As part of the work of both defining the SDGs and helping to implementing them, the Sustainable Development Solutions Network (SDSN) was created. This comprehensive initiative engages leading employees from universities, businesses and public-sector stakeholders in all the UN member countries. The SDSN is headed by Professor Jeffrey Sachs of Colombia University in New York, but there are also leading functions in New Delhi and Paris.

Nordic cooperation

Mistra’s Chair Lena Treschow Torell and CE Åke Iverfeldt belong to the SDSN’s global Leadership Council. Other Swedish members are Johan Rockström and top business leaders like Carl Henrik Svanberg and Hans Vestberg. Tarja Halonen, Finland’s former president, is also in the Council.

‘The way the new SDSN platform in Gothenburg is going to work tallies closely with Mistra’s approach, but here it’s taking place at a Nordic level. It’s in Sweden’s and also Mistra’s interest to contribute what we know,’ Torell says.

This autumn, it was decided that the Northern European platform would have its secretariat centred on Chalmers University of Technology and the University of Gothenburg. It is an initiative involving most of the universities in the Nordic and also the Baltic countries. The task is to develop scalable solutions on the basis of existing research-based knowledge, in collaboration with the business sector.
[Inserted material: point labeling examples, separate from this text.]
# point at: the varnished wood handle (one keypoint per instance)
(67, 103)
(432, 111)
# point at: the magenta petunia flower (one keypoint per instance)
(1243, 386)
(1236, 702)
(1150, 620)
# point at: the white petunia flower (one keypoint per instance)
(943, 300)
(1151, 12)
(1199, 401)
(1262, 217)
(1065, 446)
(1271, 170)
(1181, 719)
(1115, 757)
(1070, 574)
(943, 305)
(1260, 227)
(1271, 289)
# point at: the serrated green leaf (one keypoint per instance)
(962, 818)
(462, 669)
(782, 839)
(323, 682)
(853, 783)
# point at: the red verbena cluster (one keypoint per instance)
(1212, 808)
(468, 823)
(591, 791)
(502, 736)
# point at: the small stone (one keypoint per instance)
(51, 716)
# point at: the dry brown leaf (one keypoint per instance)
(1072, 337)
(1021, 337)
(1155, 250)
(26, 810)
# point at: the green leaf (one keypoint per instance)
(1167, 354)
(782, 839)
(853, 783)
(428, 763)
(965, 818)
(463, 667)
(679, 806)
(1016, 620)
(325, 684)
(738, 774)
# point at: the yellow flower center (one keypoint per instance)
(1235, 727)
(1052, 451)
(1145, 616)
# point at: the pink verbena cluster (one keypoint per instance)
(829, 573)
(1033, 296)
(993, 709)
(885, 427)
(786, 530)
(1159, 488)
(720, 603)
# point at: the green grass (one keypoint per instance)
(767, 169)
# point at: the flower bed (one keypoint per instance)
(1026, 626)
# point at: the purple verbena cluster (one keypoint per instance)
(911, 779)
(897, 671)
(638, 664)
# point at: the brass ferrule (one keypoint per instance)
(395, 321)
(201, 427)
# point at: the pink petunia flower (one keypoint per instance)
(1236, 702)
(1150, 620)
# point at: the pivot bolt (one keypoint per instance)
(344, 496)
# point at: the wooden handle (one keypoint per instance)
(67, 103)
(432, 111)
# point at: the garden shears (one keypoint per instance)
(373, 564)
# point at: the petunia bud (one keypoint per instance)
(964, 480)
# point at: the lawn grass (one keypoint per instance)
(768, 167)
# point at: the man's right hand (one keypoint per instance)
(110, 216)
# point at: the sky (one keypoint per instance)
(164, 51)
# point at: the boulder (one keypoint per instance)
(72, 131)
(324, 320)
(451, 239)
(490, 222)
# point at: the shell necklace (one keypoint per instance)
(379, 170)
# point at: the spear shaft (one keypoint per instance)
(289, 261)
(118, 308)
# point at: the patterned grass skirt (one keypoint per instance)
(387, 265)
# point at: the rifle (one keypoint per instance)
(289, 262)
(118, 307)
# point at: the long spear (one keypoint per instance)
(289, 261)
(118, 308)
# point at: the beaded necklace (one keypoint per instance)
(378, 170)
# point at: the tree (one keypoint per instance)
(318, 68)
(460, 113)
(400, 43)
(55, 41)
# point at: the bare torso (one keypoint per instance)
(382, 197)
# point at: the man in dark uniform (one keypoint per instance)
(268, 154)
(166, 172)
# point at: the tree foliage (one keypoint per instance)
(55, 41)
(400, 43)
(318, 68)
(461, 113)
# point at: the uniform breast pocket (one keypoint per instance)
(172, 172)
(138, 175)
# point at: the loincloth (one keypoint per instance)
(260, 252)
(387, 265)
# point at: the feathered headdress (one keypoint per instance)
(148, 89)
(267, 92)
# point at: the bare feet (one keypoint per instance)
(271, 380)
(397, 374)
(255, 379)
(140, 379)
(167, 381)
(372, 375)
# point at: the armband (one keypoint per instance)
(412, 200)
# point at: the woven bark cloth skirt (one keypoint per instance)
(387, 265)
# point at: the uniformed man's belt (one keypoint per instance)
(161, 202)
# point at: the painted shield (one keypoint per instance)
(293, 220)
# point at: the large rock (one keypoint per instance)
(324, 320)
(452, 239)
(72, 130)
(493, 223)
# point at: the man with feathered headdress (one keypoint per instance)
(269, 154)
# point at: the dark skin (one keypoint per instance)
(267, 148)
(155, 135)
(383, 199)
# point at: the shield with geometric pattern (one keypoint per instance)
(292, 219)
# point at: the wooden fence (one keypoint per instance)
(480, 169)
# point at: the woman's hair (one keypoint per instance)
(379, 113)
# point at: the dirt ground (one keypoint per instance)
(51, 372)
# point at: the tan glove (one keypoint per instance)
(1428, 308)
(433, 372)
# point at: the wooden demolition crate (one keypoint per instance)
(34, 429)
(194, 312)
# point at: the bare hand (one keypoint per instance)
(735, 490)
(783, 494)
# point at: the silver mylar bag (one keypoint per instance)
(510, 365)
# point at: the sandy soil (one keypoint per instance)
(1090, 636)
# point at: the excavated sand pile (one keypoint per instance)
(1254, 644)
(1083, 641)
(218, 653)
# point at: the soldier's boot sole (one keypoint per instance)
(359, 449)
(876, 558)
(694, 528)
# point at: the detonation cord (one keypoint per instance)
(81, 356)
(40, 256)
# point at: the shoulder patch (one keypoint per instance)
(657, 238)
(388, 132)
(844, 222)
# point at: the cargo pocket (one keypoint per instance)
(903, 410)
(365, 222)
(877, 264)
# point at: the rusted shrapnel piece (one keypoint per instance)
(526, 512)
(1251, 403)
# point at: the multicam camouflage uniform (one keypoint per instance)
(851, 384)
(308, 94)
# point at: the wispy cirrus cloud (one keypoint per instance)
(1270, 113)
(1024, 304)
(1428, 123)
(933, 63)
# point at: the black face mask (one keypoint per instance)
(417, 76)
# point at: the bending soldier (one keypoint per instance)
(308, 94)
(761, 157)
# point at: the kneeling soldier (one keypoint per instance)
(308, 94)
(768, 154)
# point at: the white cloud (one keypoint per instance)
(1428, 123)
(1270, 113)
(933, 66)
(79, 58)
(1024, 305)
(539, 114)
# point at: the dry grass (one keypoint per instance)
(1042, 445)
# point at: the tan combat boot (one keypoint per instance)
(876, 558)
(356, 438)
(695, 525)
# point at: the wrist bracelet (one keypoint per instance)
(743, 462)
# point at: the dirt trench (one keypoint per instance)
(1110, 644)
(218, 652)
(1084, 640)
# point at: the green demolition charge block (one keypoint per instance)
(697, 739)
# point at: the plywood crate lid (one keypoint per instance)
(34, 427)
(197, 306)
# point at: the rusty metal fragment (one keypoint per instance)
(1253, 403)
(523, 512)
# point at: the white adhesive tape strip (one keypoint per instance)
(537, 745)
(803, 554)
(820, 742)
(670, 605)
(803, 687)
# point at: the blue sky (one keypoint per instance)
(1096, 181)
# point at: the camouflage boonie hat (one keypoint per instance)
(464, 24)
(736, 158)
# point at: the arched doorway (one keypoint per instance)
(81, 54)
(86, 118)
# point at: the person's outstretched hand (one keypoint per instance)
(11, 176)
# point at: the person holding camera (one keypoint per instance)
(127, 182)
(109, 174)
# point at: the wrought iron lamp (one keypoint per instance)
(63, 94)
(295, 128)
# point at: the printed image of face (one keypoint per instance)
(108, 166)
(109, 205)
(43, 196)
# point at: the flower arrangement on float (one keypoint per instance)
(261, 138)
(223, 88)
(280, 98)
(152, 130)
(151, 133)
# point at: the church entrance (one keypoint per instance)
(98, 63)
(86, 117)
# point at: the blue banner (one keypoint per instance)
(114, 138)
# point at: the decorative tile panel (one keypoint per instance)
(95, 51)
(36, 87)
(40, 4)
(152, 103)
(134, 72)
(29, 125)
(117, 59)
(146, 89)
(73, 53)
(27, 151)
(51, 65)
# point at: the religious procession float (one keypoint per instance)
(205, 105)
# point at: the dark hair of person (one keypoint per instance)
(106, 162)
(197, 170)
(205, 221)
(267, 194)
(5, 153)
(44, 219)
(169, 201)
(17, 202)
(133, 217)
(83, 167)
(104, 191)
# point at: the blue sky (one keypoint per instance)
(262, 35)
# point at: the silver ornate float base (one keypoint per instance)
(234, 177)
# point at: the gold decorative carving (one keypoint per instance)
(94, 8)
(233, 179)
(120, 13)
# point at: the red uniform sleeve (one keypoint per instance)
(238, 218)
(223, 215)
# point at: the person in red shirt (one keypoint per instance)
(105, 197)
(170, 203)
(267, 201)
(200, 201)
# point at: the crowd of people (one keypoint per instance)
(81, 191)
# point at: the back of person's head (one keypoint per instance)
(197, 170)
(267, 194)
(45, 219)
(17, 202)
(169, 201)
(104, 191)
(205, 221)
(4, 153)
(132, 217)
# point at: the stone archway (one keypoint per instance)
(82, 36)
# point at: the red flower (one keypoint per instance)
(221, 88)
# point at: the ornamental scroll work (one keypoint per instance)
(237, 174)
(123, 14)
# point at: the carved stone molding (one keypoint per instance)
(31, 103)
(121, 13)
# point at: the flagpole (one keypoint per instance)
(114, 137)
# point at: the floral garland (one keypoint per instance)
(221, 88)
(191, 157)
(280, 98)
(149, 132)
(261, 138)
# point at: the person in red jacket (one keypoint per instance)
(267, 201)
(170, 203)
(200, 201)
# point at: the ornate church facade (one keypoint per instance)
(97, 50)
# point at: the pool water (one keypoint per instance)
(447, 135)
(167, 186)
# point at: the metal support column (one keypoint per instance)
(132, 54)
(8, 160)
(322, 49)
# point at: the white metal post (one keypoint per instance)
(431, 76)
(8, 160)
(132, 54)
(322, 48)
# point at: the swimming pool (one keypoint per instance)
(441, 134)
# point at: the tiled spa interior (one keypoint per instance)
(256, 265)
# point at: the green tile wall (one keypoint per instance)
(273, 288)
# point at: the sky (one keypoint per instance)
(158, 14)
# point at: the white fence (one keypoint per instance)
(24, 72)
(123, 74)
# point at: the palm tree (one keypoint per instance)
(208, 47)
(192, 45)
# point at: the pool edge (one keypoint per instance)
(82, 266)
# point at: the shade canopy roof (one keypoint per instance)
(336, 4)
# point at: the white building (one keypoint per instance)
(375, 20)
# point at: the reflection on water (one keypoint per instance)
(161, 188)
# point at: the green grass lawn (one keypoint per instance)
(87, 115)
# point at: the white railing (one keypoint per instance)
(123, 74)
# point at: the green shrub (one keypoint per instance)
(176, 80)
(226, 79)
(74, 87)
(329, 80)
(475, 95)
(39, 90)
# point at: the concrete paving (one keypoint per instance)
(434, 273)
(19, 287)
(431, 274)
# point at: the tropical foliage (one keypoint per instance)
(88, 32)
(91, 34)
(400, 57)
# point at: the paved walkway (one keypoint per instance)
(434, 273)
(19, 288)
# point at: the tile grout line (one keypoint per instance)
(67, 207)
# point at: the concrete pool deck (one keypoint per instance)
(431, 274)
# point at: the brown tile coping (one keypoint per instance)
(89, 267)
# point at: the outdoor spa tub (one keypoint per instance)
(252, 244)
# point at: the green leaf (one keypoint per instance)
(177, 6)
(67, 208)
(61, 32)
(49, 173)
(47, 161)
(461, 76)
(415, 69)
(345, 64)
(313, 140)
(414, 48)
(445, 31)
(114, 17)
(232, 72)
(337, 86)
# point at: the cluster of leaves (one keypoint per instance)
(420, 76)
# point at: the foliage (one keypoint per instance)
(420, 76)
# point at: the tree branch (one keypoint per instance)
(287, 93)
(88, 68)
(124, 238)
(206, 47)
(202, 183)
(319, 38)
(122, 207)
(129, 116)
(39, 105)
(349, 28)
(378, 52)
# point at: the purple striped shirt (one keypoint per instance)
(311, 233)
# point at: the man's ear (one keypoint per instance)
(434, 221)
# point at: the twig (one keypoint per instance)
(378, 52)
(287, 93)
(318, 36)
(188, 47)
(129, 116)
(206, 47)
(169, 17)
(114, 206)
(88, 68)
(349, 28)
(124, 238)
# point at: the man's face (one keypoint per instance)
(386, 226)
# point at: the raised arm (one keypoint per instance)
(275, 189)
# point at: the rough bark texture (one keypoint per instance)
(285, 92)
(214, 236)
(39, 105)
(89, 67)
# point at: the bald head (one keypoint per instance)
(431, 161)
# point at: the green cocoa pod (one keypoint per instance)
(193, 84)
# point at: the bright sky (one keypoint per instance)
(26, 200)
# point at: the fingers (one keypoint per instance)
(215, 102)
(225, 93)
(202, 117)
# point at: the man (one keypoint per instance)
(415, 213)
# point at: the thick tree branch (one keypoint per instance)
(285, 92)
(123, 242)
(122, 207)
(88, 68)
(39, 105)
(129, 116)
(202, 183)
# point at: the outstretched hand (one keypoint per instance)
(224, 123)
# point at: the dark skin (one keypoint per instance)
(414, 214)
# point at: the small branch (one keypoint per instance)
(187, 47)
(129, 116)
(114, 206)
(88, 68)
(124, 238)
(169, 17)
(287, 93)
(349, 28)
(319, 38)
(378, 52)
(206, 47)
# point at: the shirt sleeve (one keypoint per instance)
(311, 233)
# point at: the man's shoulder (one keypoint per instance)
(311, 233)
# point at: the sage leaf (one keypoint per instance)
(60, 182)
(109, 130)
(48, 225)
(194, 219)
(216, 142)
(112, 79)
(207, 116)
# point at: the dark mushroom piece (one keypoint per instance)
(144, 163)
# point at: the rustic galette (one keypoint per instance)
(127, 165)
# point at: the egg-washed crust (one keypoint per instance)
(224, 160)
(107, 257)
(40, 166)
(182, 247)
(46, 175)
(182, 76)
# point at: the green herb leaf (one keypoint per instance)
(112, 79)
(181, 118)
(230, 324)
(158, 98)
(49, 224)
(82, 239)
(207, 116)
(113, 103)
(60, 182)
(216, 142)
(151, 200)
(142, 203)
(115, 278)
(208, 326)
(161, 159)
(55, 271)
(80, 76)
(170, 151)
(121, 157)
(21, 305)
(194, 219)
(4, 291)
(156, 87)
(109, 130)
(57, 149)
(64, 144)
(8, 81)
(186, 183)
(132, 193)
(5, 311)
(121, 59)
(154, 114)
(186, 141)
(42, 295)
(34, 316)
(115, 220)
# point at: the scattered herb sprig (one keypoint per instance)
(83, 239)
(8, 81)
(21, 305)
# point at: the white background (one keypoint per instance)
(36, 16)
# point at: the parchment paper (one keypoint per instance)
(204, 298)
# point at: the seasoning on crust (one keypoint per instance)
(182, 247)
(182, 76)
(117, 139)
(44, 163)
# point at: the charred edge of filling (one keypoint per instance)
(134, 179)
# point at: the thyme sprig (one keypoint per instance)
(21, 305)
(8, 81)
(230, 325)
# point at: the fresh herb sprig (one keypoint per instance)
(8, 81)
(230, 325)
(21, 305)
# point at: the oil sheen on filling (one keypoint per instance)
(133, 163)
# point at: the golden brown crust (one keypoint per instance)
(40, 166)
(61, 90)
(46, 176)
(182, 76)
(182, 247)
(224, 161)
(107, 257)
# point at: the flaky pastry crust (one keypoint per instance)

So it is not a research initiative, explains Darko Manakovski, coordinator for SDSN Northern Europe.

‘One concern of the SDSN is to distinguish roles. The academic community understands the complexity of the task and can contribute innovative knowledge to tackle various challenges. The governments’ role is to create a framework that everyone can work within. And then it will be the business sector’s role to implement the various solutions on a large scale,’ Manakovski says.

Sweden in the vanguard

According to a recent report (Sustainability Development Goals: Are the rich countries ready?) with a foreword by the former UN Secretary General Kofi Annan, Sweden has the best prospects of all the OECD countries of realising all 17 of the SDGs. This is one reason why Sweden has been given the mandate of coordinating the SDSN’s work in Northern Europe.

‘We’re in a good starting position that the new SDSN hub can take up,’ Lena Treschow Torell says.

On 25 February SDSN Northern Europe will kick off and there will be a management group meeting. The day is open for researchers and research funders. On the following day, a high-level event will be held, attended by politicians, research leaders and management representatives of major Swedish companies.